Apply spread sheet calculation the objective function value by substituting the $x_1,x_2,A_{21},A_{12},{\gamma }_1,\text{and}{\gamma }_2$ using Equations (22) and (24) in Equation (24).

$\text{OBJ}=0.0042$

The 2-parameter Margules fit for modified Raoult’s law becomes:

$\begin{array}{l}{A}_{12}=-1.373\\ A_{21}=0.249\end{array}$

Apply spreadsheet calculation to find the objective function value by substituting the values

 of $x_1,x_2,A_{21},A_{12},{\gamma }_1,\text{and}{\gamma }_2$ using Equations (22) and (24) in Equation (24).

$\text{OBJ}=0.114$

Calculate the pressure and vapor-stage composition in the accompanying way:

$P=\frac{x_1{\gamma }_1{P}_1^{sat}}{\left(\frac{{\widehat{\phi }}_1}{{\phi }_1^{sat}}\right)}\exp \left\{\frac{{\underset{\_}{V}}_1^L\left(P-P_1^{sat}\right)}{RT}\right\}+\frac{x_2{\gamma }_2{P}_2^{sat}}{\left(\frac{{\widehat{\phi }}_2}{{\phi }_2^{sat}}\right)}\exp \left\{\frac{{\underset{\_}{V}}_2^L\left(P-P_2^{sat}\right)}{RT}\right\}$        (25)

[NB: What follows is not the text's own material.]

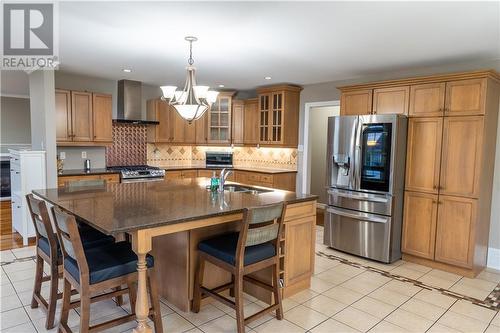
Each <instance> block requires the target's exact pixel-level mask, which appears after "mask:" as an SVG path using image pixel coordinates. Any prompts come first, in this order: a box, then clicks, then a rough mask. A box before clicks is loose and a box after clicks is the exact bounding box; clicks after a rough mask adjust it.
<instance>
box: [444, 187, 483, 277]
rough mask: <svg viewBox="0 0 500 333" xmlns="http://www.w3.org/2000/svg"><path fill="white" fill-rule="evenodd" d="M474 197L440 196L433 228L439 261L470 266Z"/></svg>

$y_1=\frac{x_1{\gamma }_1{P}_1^{sat}}{P\left(\frac{{\widehat{\phi }}_1}{{\phi }_1^{sat}}\right)}\exp \left\{\frac{{\underset{\_}{V}}_1^L\left(P-P_1^{sat}\right)}{RT}\right\}$        (26)

Write the equation of bubble point.

$P={\gamma }_1{x}_1{P}_1^{sat}+{\gamma }_2{x}_2{P}_2^{sat}$        (27)

Write the vapor phase mole fraction.

$y_1=\frac{x_1{\gamma }_1{P}_1^{sat}}{P}$        (28)

Write the Raoult’s law equation.

$P=x_1{P}_1^{sat}+x_2{P}_2^{sat}$        (29)

$y_1=\frac{x_1{P}_1^{sat}}{P}$        (30)

Thus, solve each value of $x_1$ from 0 to 1.

Solve Equations (25) to (30) to find two unknowns $P$ and $y_1$ by substituting the values of $R,T,{\widehat{\phi }}_1,{\widehat{\phi }}_2,{\phi }_1^{sat},{\phi }_2^{sat},P_1^{sat},P_2^{sat},{\underset{\_}{V}}_1^L,and{\underset{\_}{V}}_2^L$ and Table (1) activity coefficient values of component 1 and 2 and then plot the graph of pressure versus mole fraction ethyne as in Figure (1).

In figure (1) gamma phi approach is indicated by the dark solid line and the modified Raoult’s law is shown by the light solid line and the Raoult’s law by the dashed lines. There is a benefit for treating the system as a real gas instead of as an ideal gas. But at higher pressures, the correlation for bubble point is weaker which is because of the challenge in fitting Gibbs free energy into the model.